Oshoma, un Mongol de 29 ans, porte un dessin représentant un cheval galopant dans les vastes prairies de son pays natal.

Certains choisissent des motifs audacieux et masculins tels que des dragons et des tigres, tandis que d'autres optent pour des plantes spécifiques ou des phrases idiomatiques préférées à quatre caractères en japonais.

Le grand tournoi de sumo a lieu six fois par an, les mois impairs, dont trois à Tokyo et un à Osaka, Nagoya et Fukuoka.

Les fans attendent que les lutteurs arrivent aux endroits désignés à l'intérieur et à l'extérieur du terrain du tournoi.

Cette pratique, connue sous le nom d'« irimachi », offre une occasion rare de voir les concurrents de près et de crier des mots d'encouragement à leur passage.

Au Ryogoku Kokugikan, les lutteurs entrent et sortent par la porte sud près de la gare JR Ryogoku, à l'exception des yokozuna et des ozeki, les lutteurs les mieux classés, qui se dirigent directement vers le parking souterrain.

L'heure de pointe pour l'arrivée des lutteurs makuuchi sur le site commence vers 14 heures.

Pendant la pandémie du nouveau coronavirus, lorsqu'il a été demandé aux fans de s'abstenir de faire de l'irimachi, l'Association japonaise de sumo a commencé à publier des photos des lutteurs arrivant sur leur site Internet.
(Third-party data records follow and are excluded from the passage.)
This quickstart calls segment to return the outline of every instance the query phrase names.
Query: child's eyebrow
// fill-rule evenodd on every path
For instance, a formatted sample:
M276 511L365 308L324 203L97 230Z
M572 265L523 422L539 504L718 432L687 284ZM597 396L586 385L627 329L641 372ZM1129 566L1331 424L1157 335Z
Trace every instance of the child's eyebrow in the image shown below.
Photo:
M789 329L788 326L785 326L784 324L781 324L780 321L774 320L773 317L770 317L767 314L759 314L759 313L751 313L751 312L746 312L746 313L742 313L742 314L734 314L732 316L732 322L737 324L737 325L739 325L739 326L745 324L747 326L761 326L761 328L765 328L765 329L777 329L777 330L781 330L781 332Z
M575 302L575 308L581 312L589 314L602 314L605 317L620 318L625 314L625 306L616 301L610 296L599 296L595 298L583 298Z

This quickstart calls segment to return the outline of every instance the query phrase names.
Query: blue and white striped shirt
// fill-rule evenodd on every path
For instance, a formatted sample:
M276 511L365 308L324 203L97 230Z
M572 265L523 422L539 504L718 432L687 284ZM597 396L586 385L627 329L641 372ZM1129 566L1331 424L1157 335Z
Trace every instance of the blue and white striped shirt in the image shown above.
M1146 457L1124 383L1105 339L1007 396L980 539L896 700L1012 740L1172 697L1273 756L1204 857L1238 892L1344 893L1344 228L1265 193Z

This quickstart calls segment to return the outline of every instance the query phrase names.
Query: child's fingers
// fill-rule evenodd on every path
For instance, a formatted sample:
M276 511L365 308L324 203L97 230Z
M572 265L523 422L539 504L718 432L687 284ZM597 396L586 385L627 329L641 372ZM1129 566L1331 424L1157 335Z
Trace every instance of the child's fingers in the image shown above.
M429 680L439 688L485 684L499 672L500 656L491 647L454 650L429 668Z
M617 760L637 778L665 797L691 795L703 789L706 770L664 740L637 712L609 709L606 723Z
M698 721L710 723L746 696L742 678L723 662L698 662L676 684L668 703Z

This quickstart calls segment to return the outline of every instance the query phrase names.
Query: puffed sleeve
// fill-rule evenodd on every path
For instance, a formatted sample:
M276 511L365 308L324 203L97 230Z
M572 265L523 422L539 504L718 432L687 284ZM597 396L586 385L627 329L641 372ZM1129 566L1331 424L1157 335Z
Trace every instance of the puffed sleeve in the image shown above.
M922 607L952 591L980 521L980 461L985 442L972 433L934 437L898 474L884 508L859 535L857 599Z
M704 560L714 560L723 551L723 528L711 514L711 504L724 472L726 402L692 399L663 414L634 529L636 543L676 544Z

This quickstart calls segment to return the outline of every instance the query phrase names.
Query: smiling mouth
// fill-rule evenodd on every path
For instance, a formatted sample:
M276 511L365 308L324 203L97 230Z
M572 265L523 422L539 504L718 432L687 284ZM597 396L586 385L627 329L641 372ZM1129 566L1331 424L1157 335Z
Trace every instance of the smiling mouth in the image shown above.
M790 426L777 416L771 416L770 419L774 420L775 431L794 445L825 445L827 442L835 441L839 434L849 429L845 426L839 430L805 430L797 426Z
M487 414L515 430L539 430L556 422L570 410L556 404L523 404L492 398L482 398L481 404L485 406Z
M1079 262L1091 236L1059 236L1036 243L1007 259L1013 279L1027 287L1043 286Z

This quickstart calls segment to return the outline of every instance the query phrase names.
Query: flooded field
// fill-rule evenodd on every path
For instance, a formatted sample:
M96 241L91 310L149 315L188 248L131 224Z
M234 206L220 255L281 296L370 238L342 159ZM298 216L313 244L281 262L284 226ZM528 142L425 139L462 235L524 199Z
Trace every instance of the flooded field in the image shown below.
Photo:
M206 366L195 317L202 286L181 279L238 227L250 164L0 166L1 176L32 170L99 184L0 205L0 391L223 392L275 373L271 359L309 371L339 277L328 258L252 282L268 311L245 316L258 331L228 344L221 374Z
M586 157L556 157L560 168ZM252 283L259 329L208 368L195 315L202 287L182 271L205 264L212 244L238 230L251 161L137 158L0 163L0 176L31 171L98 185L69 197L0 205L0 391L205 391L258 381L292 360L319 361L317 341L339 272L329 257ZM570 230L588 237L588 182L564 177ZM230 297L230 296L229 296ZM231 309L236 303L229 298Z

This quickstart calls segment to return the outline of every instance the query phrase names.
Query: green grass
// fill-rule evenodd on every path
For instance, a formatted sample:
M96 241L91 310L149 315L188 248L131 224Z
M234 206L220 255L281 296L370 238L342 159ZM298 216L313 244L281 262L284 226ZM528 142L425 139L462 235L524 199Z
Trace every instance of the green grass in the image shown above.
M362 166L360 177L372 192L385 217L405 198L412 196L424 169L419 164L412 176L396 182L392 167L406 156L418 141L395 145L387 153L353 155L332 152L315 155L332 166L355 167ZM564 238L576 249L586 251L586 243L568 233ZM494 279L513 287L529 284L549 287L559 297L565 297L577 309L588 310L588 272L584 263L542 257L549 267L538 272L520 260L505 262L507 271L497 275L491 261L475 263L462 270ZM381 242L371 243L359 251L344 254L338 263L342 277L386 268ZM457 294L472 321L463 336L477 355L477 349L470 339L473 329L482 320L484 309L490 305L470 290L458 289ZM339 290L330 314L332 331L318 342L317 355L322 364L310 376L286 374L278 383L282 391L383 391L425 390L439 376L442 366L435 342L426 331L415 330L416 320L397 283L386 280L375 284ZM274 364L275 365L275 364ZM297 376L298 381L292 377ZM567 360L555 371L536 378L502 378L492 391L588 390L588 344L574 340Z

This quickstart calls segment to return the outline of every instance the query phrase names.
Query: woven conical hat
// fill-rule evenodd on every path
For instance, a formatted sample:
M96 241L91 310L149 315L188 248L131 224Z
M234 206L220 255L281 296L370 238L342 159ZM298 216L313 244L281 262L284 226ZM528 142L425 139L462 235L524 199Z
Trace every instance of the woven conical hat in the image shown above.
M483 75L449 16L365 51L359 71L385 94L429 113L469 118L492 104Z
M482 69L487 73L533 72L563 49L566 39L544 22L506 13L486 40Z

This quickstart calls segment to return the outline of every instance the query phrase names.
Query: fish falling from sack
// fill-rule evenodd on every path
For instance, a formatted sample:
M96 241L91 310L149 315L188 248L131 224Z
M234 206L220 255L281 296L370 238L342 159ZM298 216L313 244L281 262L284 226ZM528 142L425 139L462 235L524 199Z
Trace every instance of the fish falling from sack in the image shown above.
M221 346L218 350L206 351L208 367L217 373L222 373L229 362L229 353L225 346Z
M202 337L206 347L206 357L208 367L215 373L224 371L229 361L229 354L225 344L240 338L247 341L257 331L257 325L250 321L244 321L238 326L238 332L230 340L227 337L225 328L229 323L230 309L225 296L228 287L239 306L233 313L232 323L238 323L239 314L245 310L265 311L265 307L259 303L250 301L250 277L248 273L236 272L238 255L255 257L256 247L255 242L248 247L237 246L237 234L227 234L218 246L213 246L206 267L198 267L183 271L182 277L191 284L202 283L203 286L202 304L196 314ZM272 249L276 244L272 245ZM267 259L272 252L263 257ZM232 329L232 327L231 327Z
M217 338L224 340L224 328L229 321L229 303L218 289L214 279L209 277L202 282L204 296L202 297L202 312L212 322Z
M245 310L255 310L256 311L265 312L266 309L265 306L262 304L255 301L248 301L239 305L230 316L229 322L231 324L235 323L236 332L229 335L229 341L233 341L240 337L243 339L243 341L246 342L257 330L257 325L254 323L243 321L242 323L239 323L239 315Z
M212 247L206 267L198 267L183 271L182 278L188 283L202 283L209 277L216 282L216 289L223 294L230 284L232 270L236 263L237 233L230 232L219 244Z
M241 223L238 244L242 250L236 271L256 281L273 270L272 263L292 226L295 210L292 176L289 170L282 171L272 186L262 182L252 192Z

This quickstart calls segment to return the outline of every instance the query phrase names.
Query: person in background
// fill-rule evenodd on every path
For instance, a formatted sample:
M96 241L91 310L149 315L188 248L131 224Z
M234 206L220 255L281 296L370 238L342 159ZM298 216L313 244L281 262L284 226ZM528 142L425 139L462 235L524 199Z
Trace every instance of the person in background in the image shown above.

Instagram.

Le nombre de followers sur son compte, qui était d’environ 70 000 pendant la pandémie, a désormais grimpé à plus de 540 000.

Les photos de lutteurs vêtus de leur kimono somenuki distinctif sont particulièrement populaires.

Ces images ont inspiré les produits dérivés et les jouets capsules disponibles sur le site pendant le tournoi. Un magazine de kimono leur a même consacré un article spécial.